The No. 1 ride-hailing company’s shares will start trading on the New York Stock Exchange after it raised $8.1 billion in the biggest U.S. IPO since 2014, pricing shares at $45 each. It had marketed them for $44 to $50 apiece.

Austin Geidt, an early Uber employee who joined the company in 2010 and works in its autonomous vehicles division, rang the NYSE opening bell Friday alongside executives as well as Uber drivers from Los Angeles, London and Sydney. While a video showing how Uber operates around the world played on big screens, ousted co-founder Travis Kalanick watched from a nearby balcony with his father beside him.

U.S. equities fell for a fifth day at the start of regular trading Friday, with Uber’s biggest rival Lyft Inc. dropping less than 1 percent to $55:06 at 10:25 a.m. in New York. Uber is hoping to avoid the tumultuous first weeks of trading that dogged its competitor, which trades about 24 percent below its IPO price.

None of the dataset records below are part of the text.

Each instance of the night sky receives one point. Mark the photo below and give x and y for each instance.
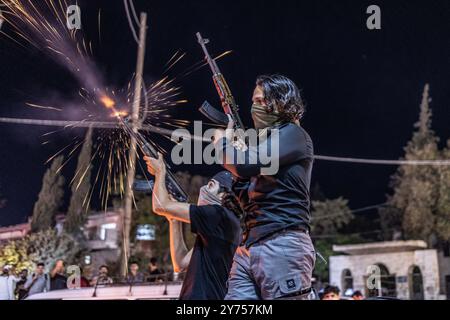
(362, 87)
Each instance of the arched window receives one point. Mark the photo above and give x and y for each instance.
(387, 283)
(346, 280)
(415, 283)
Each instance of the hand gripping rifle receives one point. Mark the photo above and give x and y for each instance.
(228, 103)
(173, 186)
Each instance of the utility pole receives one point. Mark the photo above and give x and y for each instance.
(135, 125)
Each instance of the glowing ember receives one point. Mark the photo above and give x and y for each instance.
(107, 102)
(119, 114)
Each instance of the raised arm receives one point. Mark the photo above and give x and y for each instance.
(178, 250)
(163, 204)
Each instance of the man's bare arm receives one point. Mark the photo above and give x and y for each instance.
(178, 250)
(163, 204)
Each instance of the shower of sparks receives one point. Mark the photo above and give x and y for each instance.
(42, 24)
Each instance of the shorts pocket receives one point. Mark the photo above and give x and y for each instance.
(290, 284)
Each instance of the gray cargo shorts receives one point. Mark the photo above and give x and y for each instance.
(278, 267)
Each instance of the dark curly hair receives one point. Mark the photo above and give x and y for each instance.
(230, 201)
(282, 92)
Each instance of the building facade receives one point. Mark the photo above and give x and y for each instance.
(401, 269)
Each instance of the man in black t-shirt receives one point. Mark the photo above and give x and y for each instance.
(215, 222)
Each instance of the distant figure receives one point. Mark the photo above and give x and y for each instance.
(37, 282)
(84, 282)
(134, 276)
(20, 291)
(330, 293)
(7, 284)
(58, 279)
(154, 270)
(357, 295)
(103, 278)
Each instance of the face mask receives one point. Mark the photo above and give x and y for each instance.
(205, 197)
(262, 119)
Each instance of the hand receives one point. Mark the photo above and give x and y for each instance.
(228, 133)
(155, 166)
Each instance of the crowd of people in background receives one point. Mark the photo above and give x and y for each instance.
(18, 285)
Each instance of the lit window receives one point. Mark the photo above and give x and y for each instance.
(104, 228)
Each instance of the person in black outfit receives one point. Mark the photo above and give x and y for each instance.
(58, 280)
(215, 221)
(277, 257)
(154, 271)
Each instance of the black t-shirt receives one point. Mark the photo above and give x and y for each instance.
(281, 200)
(218, 236)
(58, 282)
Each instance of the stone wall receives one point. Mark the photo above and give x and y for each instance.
(398, 263)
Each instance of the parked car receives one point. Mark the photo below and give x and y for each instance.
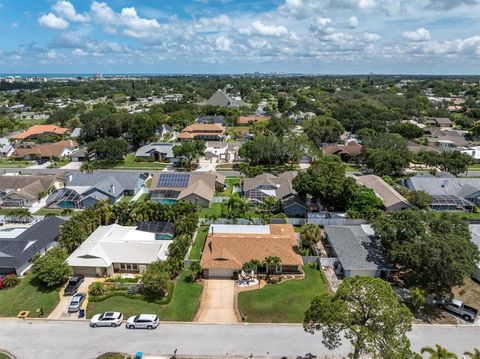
(76, 302)
(142, 321)
(458, 307)
(73, 284)
(108, 319)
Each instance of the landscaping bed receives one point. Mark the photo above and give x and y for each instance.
(285, 302)
(182, 307)
(28, 295)
(199, 243)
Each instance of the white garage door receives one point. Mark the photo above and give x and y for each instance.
(220, 273)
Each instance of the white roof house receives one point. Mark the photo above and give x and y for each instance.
(117, 248)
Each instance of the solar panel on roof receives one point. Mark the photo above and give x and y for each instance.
(173, 180)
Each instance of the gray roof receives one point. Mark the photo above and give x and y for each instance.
(102, 179)
(161, 147)
(76, 132)
(356, 249)
(435, 186)
(14, 252)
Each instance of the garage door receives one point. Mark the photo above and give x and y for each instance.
(220, 273)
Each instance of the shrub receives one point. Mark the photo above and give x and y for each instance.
(10, 281)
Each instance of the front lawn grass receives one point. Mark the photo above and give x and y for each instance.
(29, 295)
(284, 302)
(199, 243)
(14, 164)
(130, 163)
(182, 307)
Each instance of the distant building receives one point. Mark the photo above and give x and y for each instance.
(207, 132)
(221, 99)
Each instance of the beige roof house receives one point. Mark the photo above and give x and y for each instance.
(392, 200)
(228, 247)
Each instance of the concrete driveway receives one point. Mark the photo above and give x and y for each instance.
(218, 302)
(61, 311)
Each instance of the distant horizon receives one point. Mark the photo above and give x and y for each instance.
(219, 37)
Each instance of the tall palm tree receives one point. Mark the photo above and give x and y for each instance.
(438, 353)
(474, 355)
(87, 167)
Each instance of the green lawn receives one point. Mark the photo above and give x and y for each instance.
(130, 163)
(182, 307)
(199, 243)
(230, 182)
(28, 295)
(14, 164)
(285, 302)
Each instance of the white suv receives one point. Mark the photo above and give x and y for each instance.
(108, 319)
(142, 321)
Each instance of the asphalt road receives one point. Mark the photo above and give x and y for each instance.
(39, 339)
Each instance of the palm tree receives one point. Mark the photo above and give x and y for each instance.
(87, 167)
(474, 355)
(438, 353)
(271, 261)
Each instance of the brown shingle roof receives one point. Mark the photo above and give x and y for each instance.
(40, 129)
(232, 250)
(245, 120)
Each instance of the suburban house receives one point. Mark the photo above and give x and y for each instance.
(6, 148)
(228, 247)
(448, 192)
(44, 152)
(438, 121)
(115, 248)
(18, 246)
(217, 119)
(24, 191)
(198, 131)
(280, 187)
(197, 187)
(40, 130)
(346, 152)
(79, 155)
(220, 98)
(85, 190)
(158, 152)
(358, 250)
(248, 120)
(392, 200)
(475, 232)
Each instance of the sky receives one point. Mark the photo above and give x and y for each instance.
(239, 36)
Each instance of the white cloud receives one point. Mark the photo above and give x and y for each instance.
(371, 37)
(67, 11)
(418, 35)
(53, 22)
(257, 28)
(352, 22)
(223, 43)
(128, 19)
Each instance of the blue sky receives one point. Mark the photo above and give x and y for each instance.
(236, 36)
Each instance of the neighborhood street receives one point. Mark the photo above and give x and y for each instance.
(41, 339)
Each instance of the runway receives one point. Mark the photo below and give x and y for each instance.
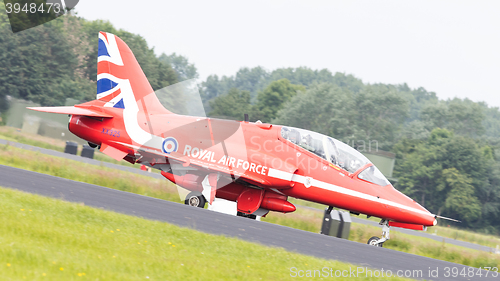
(294, 240)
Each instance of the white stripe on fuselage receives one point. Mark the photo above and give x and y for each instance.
(327, 186)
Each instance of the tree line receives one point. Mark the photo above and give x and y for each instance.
(446, 150)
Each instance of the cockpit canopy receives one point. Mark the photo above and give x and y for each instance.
(336, 152)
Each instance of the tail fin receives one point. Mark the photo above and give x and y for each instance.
(120, 79)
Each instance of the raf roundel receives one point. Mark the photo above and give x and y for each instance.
(170, 145)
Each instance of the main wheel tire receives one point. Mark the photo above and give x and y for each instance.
(373, 241)
(195, 199)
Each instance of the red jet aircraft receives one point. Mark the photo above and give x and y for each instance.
(256, 165)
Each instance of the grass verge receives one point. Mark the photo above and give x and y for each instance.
(48, 239)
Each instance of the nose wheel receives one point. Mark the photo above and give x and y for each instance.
(379, 242)
(195, 199)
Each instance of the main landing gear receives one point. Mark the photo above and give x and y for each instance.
(379, 242)
(195, 199)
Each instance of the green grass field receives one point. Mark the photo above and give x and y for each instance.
(48, 239)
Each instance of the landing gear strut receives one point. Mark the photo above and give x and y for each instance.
(195, 199)
(379, 242)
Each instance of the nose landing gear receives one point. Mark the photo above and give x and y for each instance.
(379, 242)
(195, 199)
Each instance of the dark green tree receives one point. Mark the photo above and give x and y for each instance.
(233, 105)
(324, 108)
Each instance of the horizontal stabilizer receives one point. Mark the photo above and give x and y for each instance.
(71, 110)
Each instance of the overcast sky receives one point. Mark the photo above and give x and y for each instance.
(449, 47)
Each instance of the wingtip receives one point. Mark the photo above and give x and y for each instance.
(445, 218)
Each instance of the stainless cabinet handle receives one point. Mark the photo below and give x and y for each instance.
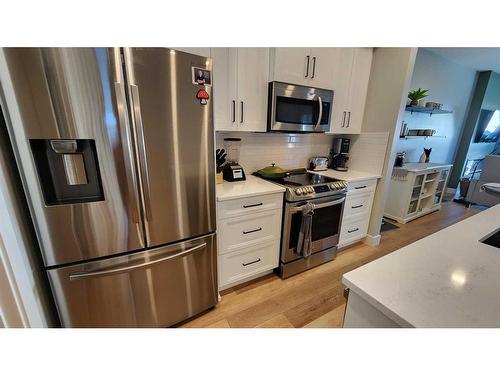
(253, 205)
(136, 106)
(81, 275)
(241, 114)
(314, 67)
(234, 110)
(128, 145)
(252, 231)
(320, 112)
(253, 262)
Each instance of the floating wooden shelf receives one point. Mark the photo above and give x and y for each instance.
(430, 111)
(422, 136)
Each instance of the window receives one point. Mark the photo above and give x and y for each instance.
(488, 126)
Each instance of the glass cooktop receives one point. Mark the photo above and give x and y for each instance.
(304, 179)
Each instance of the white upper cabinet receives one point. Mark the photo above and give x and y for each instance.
(253, 79)
(201, 51)
(305, 66)
(291, 65)
(241, 77)
(225, 89)
(344, 70)
(350, 97)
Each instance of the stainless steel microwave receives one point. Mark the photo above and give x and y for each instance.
(298, 109)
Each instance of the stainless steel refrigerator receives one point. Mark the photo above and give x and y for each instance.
(116, 153)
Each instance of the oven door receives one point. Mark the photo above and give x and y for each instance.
(326, 222)
(296, 108)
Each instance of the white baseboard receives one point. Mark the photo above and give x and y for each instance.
(372, 240)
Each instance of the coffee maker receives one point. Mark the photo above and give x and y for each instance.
(339, 154)
(232, 170)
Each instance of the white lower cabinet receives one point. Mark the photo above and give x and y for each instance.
(242, 265)
(357, 211)
(249, 231)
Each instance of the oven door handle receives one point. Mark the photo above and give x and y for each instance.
(320, 205)
(320, 112)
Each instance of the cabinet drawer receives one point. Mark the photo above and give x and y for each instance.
(243, 206)
(238, 232)
(353, 229)
(360, 187)
(245, 263)
(358, 204)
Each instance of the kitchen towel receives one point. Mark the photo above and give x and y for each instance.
(304, 243)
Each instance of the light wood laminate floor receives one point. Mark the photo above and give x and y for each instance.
(315, 298)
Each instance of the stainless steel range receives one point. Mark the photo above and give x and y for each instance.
(312, 213)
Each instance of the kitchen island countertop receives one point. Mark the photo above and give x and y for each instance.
(448, 279)
(252, 186)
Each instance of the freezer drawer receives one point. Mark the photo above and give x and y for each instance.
(153, 288)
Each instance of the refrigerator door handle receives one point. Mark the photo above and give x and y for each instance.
(106, 272)
(136, 110)
(127, 140)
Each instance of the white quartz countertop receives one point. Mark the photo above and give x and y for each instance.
(418, 167)
(448, 279)
(349, 175)
(253, 186)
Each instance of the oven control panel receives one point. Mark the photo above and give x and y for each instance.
(316, 191)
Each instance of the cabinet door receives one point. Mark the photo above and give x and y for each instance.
(291, 65)
(253, 77)
(358, 88)
(341, 80)
(224, 62)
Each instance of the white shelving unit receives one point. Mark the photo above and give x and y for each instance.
(417, 193)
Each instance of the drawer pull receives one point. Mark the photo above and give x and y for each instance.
(253, 205)
(252, 231)
(252, 262)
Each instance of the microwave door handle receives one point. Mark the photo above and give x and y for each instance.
(320, 112)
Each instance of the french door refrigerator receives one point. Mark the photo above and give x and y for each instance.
(116, 153)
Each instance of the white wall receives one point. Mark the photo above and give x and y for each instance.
(390, 78)
(448, 83)
(19, 250)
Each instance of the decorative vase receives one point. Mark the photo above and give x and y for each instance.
(218, 178)
(426, 156)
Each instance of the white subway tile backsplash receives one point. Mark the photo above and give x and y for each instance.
(367, 153)
(259, 150)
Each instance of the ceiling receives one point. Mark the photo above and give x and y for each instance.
(476, 58)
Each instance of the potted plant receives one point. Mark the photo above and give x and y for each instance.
(417, 95)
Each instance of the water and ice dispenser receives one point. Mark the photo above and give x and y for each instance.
(68, 170)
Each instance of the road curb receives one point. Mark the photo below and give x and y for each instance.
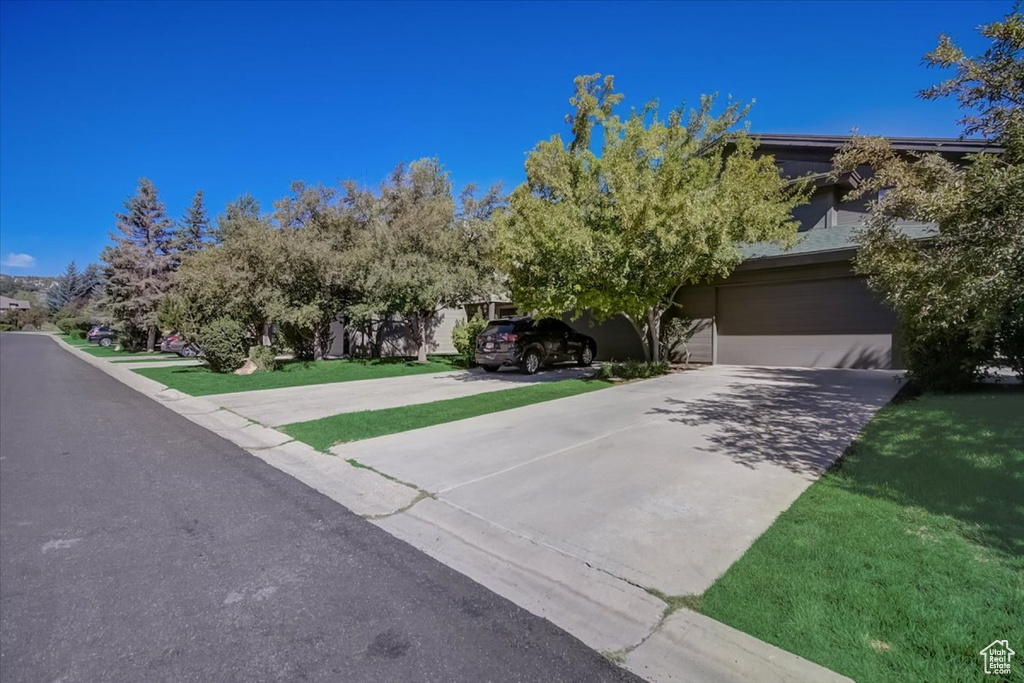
(628, 624)
(360, 491)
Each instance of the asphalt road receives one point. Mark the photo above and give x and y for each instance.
(135, 545)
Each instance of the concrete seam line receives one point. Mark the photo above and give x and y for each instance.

In distributing the stock, Uber prioritized shareholders -- particularly institutional investors -- that it thinks will hold on to the shares for a long time, according to a person familiar with the matter.

Based on the amount of stock outstanding after the offering, Uber’s IPO price gives the San Francisco-based company a market value of $75.5 billion. Its last private market value was $76 billion. The fully diluted value in the IPO, including restricted stock units and other shares, could be about $82 billion.

“We view Uber’s conservative pricing as a smart and prudent strategy coming out of the box as it clearly learned from its ‘little brother’ Lyft, and the experience it has gone through over the past month,“ Wedbush Securities analyst Dan Ives said. Uber’s biggest competitor briefly dipped below its last private value of $15.1 billion in pre-market trading Thursday.